Beginning with the region’s earliest inhabitants to the present day, the exhibit highlights events and individuals who built a brewing industry where once there was none, kept an industry alive during prohibition and managed to bring back what, at one time, was one of the region’s most robust enterprises.
“The exhibit’s going to cover a number of learning outcomes,” explained Schiff. “They are in order: What is a craft beer? What is a craft brewer? Explain the brewing process. We talk about San Diego’s brewing history. Then we look at the proximity of Mexico during prohibition, and then ask how did San Diego become one of the leading regions in craft beer?”

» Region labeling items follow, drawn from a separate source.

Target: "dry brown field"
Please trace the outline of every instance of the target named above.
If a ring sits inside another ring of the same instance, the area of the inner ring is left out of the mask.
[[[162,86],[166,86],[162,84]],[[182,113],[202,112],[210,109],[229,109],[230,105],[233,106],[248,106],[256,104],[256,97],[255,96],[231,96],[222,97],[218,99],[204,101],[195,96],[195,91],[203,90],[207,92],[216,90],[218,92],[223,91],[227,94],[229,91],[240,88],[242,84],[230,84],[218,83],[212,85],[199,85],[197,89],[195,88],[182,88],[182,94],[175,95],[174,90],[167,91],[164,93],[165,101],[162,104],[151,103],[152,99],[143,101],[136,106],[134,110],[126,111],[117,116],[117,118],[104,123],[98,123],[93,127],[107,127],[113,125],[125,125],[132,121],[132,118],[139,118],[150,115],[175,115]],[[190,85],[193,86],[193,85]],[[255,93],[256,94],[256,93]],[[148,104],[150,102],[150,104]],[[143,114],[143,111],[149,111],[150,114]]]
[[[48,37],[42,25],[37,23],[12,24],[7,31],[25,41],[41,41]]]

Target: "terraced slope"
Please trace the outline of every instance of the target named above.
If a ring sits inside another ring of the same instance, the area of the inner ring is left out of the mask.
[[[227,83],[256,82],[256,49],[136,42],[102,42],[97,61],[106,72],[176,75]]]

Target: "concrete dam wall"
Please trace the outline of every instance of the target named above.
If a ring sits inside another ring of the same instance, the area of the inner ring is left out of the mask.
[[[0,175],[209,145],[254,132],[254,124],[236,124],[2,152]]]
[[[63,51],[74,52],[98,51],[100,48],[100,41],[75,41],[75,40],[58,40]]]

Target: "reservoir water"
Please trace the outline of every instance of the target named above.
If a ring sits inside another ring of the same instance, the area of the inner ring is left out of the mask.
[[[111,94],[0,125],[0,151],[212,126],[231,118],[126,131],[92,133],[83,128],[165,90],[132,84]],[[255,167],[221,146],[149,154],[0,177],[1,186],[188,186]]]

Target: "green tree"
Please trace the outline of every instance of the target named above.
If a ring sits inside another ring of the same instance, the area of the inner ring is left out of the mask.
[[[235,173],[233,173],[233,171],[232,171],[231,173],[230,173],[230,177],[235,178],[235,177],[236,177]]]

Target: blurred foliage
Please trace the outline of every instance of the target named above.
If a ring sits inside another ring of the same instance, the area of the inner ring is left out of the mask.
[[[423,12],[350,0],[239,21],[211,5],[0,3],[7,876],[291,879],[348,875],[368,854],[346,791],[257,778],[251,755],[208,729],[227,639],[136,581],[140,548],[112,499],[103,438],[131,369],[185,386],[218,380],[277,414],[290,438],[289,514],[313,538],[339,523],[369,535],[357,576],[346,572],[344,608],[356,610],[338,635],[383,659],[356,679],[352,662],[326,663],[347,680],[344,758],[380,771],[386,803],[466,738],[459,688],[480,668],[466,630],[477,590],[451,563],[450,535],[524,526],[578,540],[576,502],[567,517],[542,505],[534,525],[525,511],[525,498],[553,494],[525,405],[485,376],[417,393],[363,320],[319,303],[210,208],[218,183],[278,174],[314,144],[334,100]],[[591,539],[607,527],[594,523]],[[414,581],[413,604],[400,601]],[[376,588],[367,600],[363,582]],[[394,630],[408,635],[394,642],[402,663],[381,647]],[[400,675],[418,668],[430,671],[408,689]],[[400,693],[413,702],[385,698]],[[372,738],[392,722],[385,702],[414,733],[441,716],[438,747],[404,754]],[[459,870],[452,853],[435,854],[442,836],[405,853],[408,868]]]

The exhibit features many hands-on interactive elements that help explain the brewing process, how San Diego County brewers achieve such expansive flavor profiles and the science behind matching beers with food. Bottled & Kegged has components that speaks to audiences of all ages and will educate even the most avid craft beer lover.

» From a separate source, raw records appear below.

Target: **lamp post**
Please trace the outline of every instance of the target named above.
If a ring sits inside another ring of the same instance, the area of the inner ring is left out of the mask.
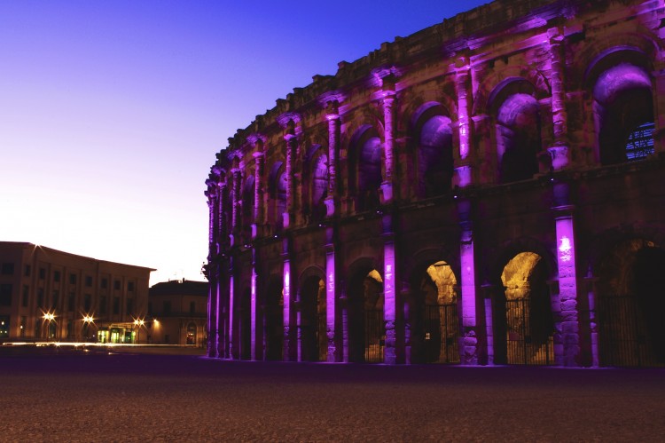
[[[140,341],[140,340],[139,340],[139,338],[140,338],[140,336],[141,336],[141,327],[142,327],[142,326],[143,326],[143,325],[144,325],[145,323],[145,322],[144,321],[144,320],[143,320],[143,319],[135,319],[135,320],[134,320],[134,326],[136,326],[136,327],[137,327],[137,344],[139,344],[139,341]]]
[[[92,315],[83,315],[83,341],[88,341],[88,328],[90,326],[90,323],[93,323],[95,319],[92,318]]]

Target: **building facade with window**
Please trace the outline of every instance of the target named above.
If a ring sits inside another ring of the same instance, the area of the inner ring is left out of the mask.
[[[136,343],[152,271],[0,241],[0,340]]]
[[[665,363],[665,5],[497,0],[216,154],[208,353]]]
[[[152,286],[149,293],[148,343],[206,346],[207,282],[163,281]]]

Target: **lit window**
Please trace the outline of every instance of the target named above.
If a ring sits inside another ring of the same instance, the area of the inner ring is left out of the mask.
[[[647,122],[638,126],[630,132],[626,142],[626,159],[629,162],[642,160],[653,154],[653,122]]]

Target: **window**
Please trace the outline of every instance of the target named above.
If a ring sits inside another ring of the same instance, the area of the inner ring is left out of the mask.
[[[54,290],[53,291],[53,297],[51,300],[52,302],[51,304],[51,309],[56,309],[58,307],[58,302],[60,301],[59,298],[60,298],[60,291],[59,291],[57,289]]]
[[[629,162],[642,160],[653,154],[653,122],[640,124],[630,132],[626,142],[626,158]]]
[[[12,305],[12,285],[0,285],[0,306]]]
[[[9,336],[9,315],[0,315],[0,337]]]

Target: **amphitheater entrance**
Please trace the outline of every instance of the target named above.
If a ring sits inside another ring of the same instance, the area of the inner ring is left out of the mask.
[[[284,343],[283,310],[284,293],[282,291],[282,281],[278,276],[273,276],[268,284],[263,308],[266,360],[282,360],[282,347]]]
[[[541,256],[521,252],[504,267],[504,291],[495,306],[495,361],[509,365],[554,363],[554,321]]]
[[[325,361],[328,357],[325,284],[318,276],[305,280],[301,290],[301,359]]]
[[[249,289],[245,289],[240,299],[240,360],[252,359],[252,310],[251,310],[252,294]]]
[[[665,366],[665,250],[642,239],[600,265],[596,310],[602,366]]]
[[[372,269],[356,273],[349,283],[348,360],[381,363],[386,342],[383,279]]]
[[[459,363],[458,281],[444,261],[416,274],[412,343],[414,362]]]

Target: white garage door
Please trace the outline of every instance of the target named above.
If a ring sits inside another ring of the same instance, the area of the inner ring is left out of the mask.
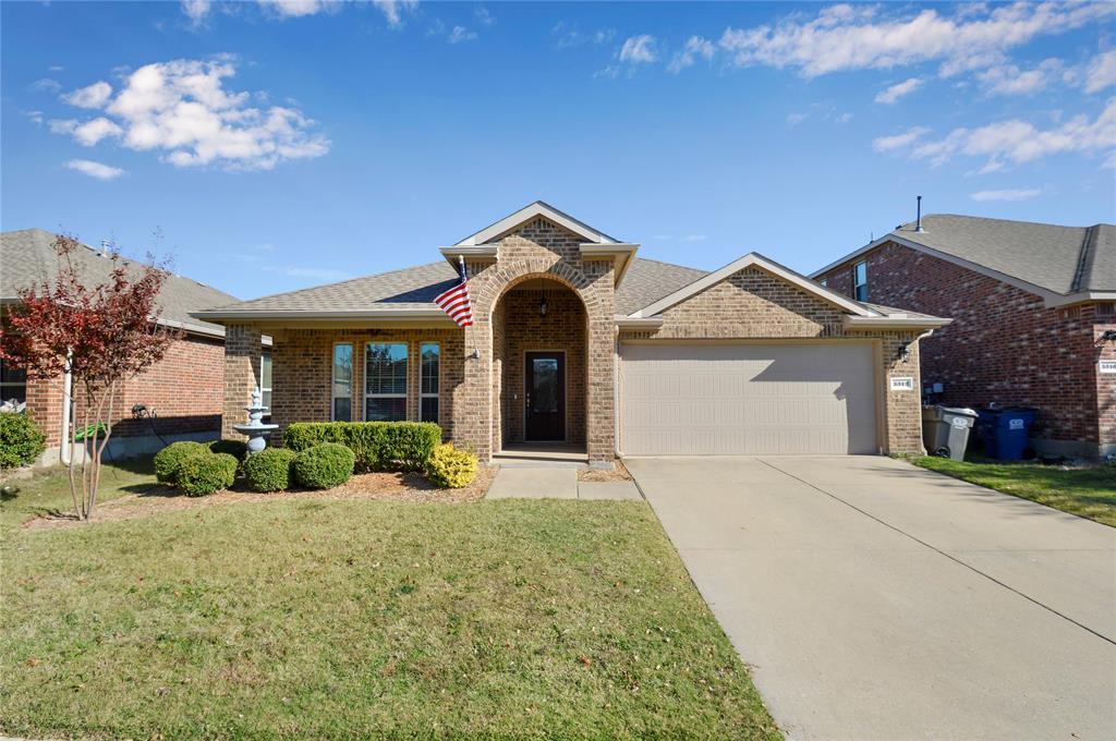
[[[866,344],[620,346],[628,455],[875,453]]]

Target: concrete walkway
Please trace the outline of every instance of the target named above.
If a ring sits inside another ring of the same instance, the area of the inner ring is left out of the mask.
[[[625,465],[788,738],[1116,738],[1116,530],[887,458]]]
[[[632,481],[578,481],[576,468],[540,465],[497,471],[488,499],[643,499]]]

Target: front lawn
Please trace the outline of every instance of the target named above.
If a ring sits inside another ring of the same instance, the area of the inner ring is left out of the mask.
[[[1066,469],[1040,463],[913,459],[915,465],[1116,527],[1116,466]]]
[[[0,504],[0,733],[779,737],[643,502],[277,497],[21,528],[68,501],[30,489]]]

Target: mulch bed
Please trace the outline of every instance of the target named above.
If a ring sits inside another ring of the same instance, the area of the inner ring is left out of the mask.
[[[358,473],[335,489],[280,491],[271,494],[261,494],[244,489],[218,491],[205,497],[186,497],[170,487],[154,485],[145,492],[128,494],[98,504],[94,511],[93,522],[113,522],[176,510],[249,502],[275,502],[285,499],[374,499],[445,504],[473,502],[484,497],[496,471],[497,466],[481,466],[473,482],[463,489],[439,489],[419,473]],[[75,525],[78,525],[78,521],[73,514],[52,514],[28,520],[23,527],[59,528]]]

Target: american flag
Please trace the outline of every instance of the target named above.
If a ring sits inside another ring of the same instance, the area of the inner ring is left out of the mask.
[[[469,298],[469,280],[465,278],[465,261],[459,258],[461,264],[461,282],[437,296],[434,302],[450,318],[458,323],[459,327],[471,327],[473,324],[473,302]]]

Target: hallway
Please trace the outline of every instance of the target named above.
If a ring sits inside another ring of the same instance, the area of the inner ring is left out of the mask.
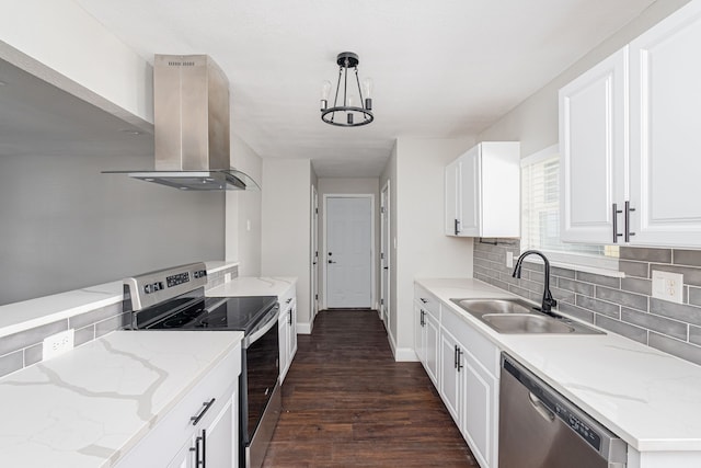
[[[264,467],[478,467],[420,363],[377,311],[321,311],[283,386]]]

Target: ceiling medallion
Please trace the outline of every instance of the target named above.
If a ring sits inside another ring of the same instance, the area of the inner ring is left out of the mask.
[[[336,83],[333,107],[329,107],[331,81],[324,81],[321,85],[321,119],[337,127],[359,127],[369,124],[375,119],[371,112],[372,98],[370,95],[372,81],[366,78],[363,80],[363,87],[360,87],[357,54],[343,52],[336,57],[336,64],[338,64],[338,82]],[[350,76],[350,83],[348,83],[349,69],[355,71],[355,83],[353,76]],[[349,89],[348,84],[350,84]],[[357,93],[355,91],[356,87]]]

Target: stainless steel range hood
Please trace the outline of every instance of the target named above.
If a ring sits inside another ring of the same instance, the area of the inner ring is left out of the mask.
[[[229,167],[229,81],[206,55],[153,60],[154,170],[110,171],[181,190],[260,190]]]

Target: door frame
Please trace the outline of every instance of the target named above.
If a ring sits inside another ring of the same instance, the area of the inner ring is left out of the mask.
[[[387,330],[390,329],[390,292],[391,292],[391,275],[392,275],[392,255],[390,254],[392,244],[392,226],[391,226],[391,212],[390,212],[390,180],[388,179],[382,189],[380,190],[380,254],[384,254],[384,259],[380,258],[380,299],[384,299],[384,304],[379,304],[378,312],[380,313],[380,320],[384,322],[384,327]],[[382,242],[387,237],[387,246],[383,246]],[[382,249],[384,248],[384,249]],[[382,261],[384,260],[384,262]],[[387,264],[387,281],[384,281],[384,275],[382,273],[383,263]],[[384,310],[387,311],[387,317],[382,317],[382,309],[384,306]]]
[[[370,199],[370,307],[377,304],[377,285],[376,285],[376,233],[375,233],[375,194],[374,193],[324,193],[323,198],[323,248],[321,255],[322,262],[322,284],[323,284],[323,308],[327,309],[326,296],[329,288],[326,287],[326,265],[329,264],[329,239],[326,237],[326,225],[329,224],[329,198],[369,198]]]
[[[317,186],[311,186],[311,249],[310,249],[310,303],[311,303],[311,320],[314,322],[317,312],[319,312],[319,192]]]

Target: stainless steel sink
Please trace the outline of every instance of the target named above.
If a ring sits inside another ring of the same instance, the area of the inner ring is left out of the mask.
[[[574,328],[532,313],[485,313],[482,320],[499,333],[573,333]]]
[[[521,299],[450,299],[499,333],[604,334],[561,316],[549,316]]]

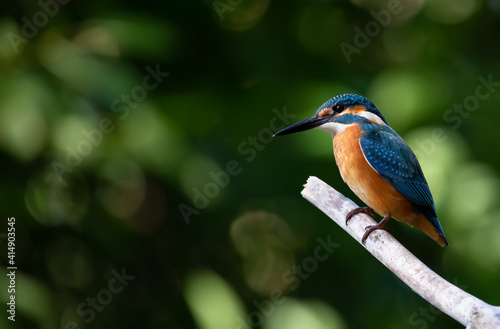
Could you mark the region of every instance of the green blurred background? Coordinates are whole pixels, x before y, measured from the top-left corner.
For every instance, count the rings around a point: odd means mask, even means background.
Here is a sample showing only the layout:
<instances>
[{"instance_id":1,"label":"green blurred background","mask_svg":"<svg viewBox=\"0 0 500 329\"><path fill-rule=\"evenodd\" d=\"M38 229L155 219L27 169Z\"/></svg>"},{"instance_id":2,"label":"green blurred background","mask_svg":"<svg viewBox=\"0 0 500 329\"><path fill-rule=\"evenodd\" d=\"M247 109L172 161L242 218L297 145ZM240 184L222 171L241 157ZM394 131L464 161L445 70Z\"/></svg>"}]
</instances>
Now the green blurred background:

The artifacts are super cool too, as a number of breweries in town have lent items. An art piece that takes every growler, bottle or glass from every brewery in San Diego County was made specifically for the exhibit. The exhibit will feature artifacts from Aztec Brewing Co., which in post prohibition years was San Diego’s largest brewery. Aztec brewery was famous for many things, one of which was its famous Rathskeller, a German word for a bar or restaurant located in the basement of a building.
“This was the region’s first real brewpub, and it was located in the brewery,” Schiff said. “Basically, it was a beer hall and the walls were decorated with ornate murals, woodcarvings and paintings depicting the Spanish conquest over the Aztecs. The artwork is highly valued, and it was made by Jose Moya del Pino. He has a number of famous paintings at UC Berkeley and the Biltmore Hotel. We have a couple of those items — a table, some of the paintings, some ceramic pieces and some chairs. So we’re sort of recreating the Rathskeller.”
The exhibit will even have a famous original brewhouse from Ballast Point — a 15-barrel system used to make Sculpin India Pale Ale. “I’m not sure if you’re familiar with Sculpin,” Schiff said, “but it’s widely regarded as one of the best pale ales on the planet, and that beer was born in these tanks.”
Perhaps the coolest idea is the Friday History Happy Hours, which will be starting May 27. At these over 21 events, visitors will actually be able to drink delicious craft beer while exploring the exhibit (for a mere price of $25 for nonmembers).
“You’ll get at least two tastings, a ticket to the museum, a tour of the exhibit and a talk with guest brewers,” Schiff said. “We’re going to try to make those talks varietal instead of brewery focused, so we’ll have nano night, our Belgium night or a sours night, stuff like that. It’s an important distinction to say it’s an all-ages exhibition, though we will do over 21 events, and there’s a number of spin off public and education events which can be found on our website on our public programs events calendar.”